[書き下し文]子曰く、聖人は吾得てこれを見ず、君子者(くんししゃ)を見るを得れば斯ち(すなわち)可なり。子曰く、善人は吾得てこれを見ず。恒ある者を見るを得れば斯ち可なり。亡くして(なくして)有りと為り、虚しくして盈つ(みつ)と為り、約しく(まずしく)して泰か(ゆたか)と為る。難いかな恒あること。
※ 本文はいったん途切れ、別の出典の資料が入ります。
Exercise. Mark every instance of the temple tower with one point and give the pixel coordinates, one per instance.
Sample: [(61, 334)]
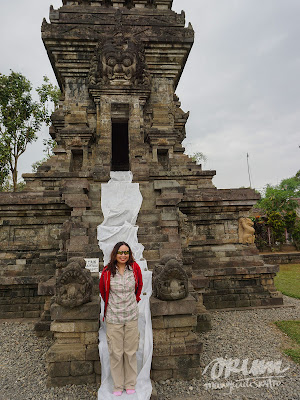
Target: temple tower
[(118, 63)]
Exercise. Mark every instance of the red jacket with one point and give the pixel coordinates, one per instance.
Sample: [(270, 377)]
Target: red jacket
[(104, 284)]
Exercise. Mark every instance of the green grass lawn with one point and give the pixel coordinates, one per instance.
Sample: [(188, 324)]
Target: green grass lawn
[(287, 281)]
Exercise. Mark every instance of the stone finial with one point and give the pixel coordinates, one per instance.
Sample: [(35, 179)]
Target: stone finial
[(246, 231), (164, 4), (170, 281), (74, 285)]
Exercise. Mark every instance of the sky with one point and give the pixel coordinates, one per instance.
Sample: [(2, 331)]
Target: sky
[(241, 83)]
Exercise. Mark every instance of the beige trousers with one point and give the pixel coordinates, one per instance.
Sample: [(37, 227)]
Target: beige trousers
[(123, 343)]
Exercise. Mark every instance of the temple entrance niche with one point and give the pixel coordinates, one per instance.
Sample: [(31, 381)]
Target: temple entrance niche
[(120, 148), (120, 137)]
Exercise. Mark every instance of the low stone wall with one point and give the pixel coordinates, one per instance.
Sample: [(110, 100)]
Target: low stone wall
[(281, 258), (236, 288), (176, 346), (74, 358)]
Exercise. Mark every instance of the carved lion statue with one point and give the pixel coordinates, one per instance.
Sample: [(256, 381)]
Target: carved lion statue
[(74, 285)]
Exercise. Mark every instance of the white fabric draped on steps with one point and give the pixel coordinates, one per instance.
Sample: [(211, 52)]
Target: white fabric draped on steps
[(121, 201)]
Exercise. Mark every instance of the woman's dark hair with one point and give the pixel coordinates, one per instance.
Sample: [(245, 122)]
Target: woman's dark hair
[(111, 266)]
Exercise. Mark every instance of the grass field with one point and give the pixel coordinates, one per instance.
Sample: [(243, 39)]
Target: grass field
[(287, 281)]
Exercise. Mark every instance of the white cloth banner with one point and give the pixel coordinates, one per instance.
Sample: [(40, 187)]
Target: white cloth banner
[(120, 202)]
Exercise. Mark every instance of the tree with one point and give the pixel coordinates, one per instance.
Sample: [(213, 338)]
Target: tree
[(21, 118), (279, 203), (199, 157), (281, 198), (50, 145)]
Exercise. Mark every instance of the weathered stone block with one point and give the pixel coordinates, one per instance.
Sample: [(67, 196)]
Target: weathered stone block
[(88, 311), (71, 380), (77, 326), (161, 375), (79, 368), (92, 352), (173, 321), (97, 367), (90, 338), (162, 350), (184, 306)]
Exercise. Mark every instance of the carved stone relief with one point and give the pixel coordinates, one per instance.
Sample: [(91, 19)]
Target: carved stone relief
[(74, 286), (170, 281)]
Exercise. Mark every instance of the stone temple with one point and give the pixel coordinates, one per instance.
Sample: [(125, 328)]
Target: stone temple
[(118, 63)]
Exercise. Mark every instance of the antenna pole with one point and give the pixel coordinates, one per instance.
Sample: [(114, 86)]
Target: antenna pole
[(249, 170)]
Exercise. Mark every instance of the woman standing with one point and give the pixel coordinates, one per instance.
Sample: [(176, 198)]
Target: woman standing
[(120, 287)]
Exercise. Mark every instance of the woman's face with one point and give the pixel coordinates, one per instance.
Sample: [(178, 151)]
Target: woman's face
[(124, 256)]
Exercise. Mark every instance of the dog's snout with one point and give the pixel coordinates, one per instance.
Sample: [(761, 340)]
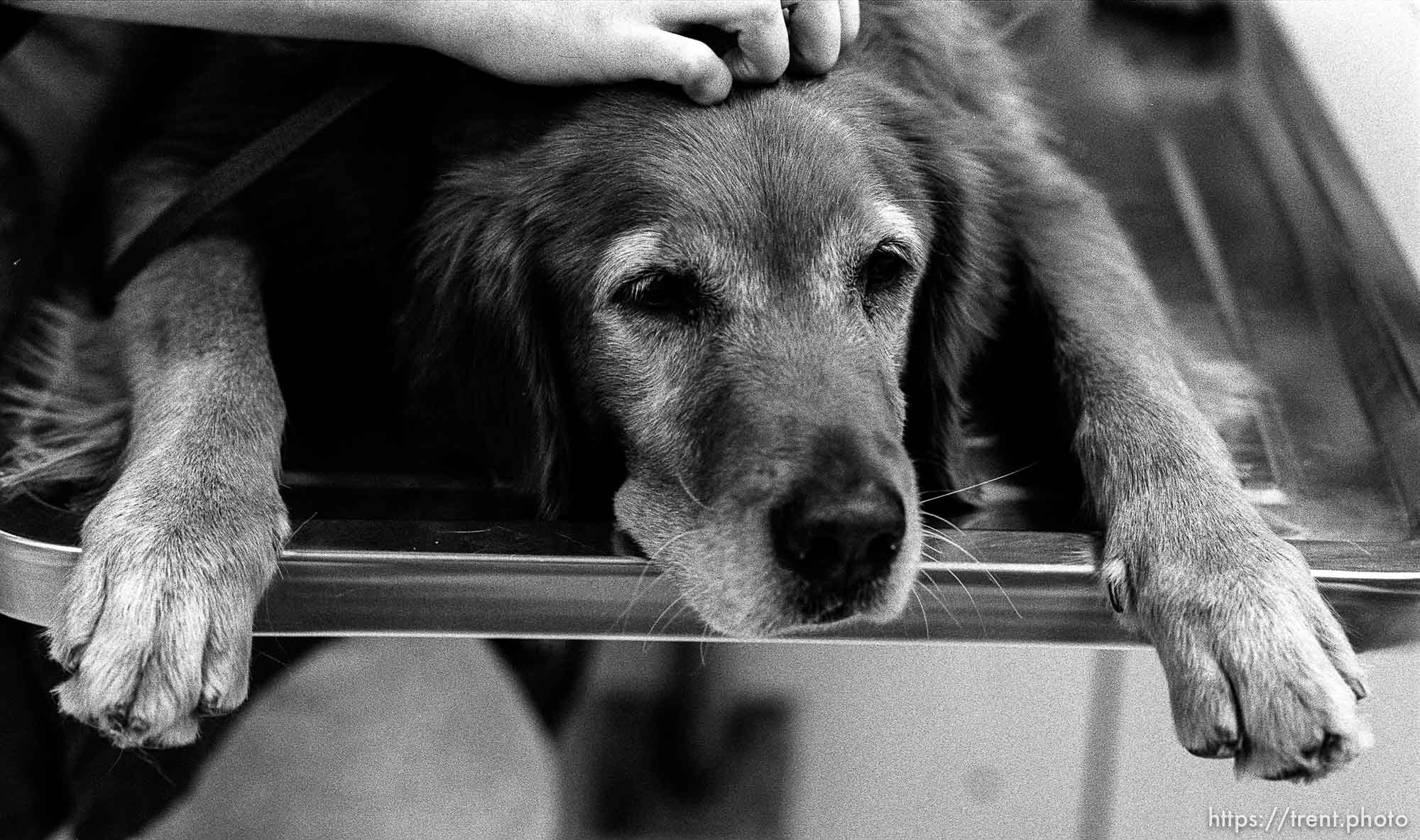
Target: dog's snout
[(840, 538)]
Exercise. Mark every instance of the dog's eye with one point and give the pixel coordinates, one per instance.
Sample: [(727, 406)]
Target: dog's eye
[(662, 293), (884, 268)]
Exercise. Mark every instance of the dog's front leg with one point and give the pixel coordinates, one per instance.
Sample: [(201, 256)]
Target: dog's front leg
[(1257, 665), (157, 619)]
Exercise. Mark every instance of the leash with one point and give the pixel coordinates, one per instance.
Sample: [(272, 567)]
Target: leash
[(229, 178), (219, 185)]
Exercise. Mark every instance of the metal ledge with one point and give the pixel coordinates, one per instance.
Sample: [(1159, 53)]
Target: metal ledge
[(1036, 588)]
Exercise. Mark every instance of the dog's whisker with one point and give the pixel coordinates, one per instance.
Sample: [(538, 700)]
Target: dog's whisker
[(976, 608), (975, 560), (979, 483), (927, 626), (635, 596), (665, 545), (687, 487), (935, 592), (652, 632)]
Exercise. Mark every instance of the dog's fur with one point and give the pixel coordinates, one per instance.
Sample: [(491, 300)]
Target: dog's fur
[(741, 325)]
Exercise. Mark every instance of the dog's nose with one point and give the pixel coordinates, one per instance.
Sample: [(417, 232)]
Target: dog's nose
[(840, 538)]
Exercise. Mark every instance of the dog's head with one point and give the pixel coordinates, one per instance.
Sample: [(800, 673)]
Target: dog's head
[(733, 310)]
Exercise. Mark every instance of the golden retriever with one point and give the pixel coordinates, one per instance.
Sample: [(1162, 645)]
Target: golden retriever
[(745, 328)]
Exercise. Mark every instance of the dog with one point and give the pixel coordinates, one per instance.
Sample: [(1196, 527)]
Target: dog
[(746, 332)]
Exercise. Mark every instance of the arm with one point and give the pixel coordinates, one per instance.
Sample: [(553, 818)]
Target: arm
[(537, 41)]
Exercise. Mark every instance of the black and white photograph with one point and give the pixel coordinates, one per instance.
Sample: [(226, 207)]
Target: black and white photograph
[(709, 419)]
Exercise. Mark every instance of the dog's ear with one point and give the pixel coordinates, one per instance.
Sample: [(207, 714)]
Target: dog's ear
[(481, 335), (961, 302), (975, 135)]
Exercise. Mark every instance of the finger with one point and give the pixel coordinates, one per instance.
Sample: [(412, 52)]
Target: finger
[(850, 21), (763, 50), (689, 64), (816, 34)]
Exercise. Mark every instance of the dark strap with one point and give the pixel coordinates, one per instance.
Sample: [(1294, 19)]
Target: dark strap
[(15, 24), (226, 180)]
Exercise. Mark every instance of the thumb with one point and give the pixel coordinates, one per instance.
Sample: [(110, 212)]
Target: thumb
[(667, 57)]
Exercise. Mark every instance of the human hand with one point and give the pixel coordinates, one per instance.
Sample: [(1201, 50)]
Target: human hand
[(579, 41)]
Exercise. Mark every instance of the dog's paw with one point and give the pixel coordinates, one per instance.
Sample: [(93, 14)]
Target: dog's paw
[(1259, 667), (157, 622)]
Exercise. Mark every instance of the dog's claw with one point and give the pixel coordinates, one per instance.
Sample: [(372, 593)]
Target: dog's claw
[(1220, 750)]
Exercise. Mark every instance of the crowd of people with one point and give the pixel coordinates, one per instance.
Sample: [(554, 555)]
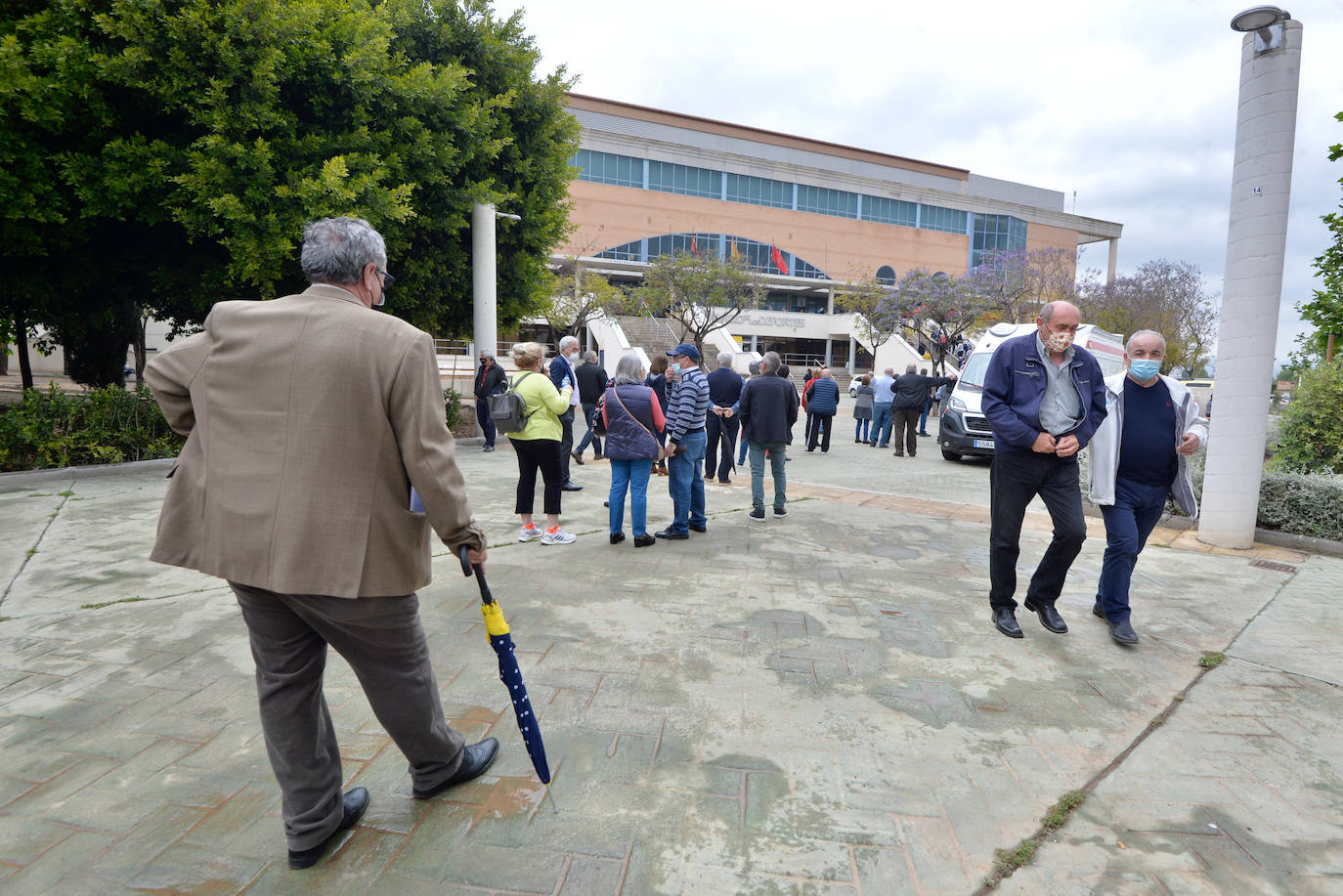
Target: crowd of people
[(316, 504)]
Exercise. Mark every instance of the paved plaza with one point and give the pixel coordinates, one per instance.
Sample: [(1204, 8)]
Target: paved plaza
[(807, 705)]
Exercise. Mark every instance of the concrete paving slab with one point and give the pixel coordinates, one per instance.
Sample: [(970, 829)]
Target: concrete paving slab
[(807, 705)]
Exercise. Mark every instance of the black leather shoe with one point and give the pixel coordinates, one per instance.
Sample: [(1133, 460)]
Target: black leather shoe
[(476, 759), (355, 803), (1123, 631), (1006, 622), (1048, 616)]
[口語訳]先生がいわれた。『私は聖人を目にする機会を得ることが出来なかった。君子のような人物に出会えれば、それでも十分である。』。先生がおっしゃった。『私は善人を目にする機会を得ることが出来なかった。恒心(変わらない心)を持っている人を見ることができれば、それでも十分である。無かったものが有るものとなり、空っぽだったものがいっぱいになり、貧しかったものが豊かになるのだから、人間が(慢心せずに)恒心(変わらない心)を持つというのはとても難しいことである。』
[解説]孔子は超越的な能力や完全無欠の資質を備えた『聖人』には会ったことがなかったし、完全な道徳性を修得した『善人』にも会ったことがなかった。しかし、歴史的にも稀にしか出現しない聖人や善人に会うということは滅多なことではないのだから、普通は、君子のような徳のある人物や心変わりをしない誠実な人物に出会えれば十分に素晴らしいことだと言えるのである。孔子が、『時間の経過や状況の変化によって変わらない誠実な心=恒心』を非常に重視していたことが窺われる。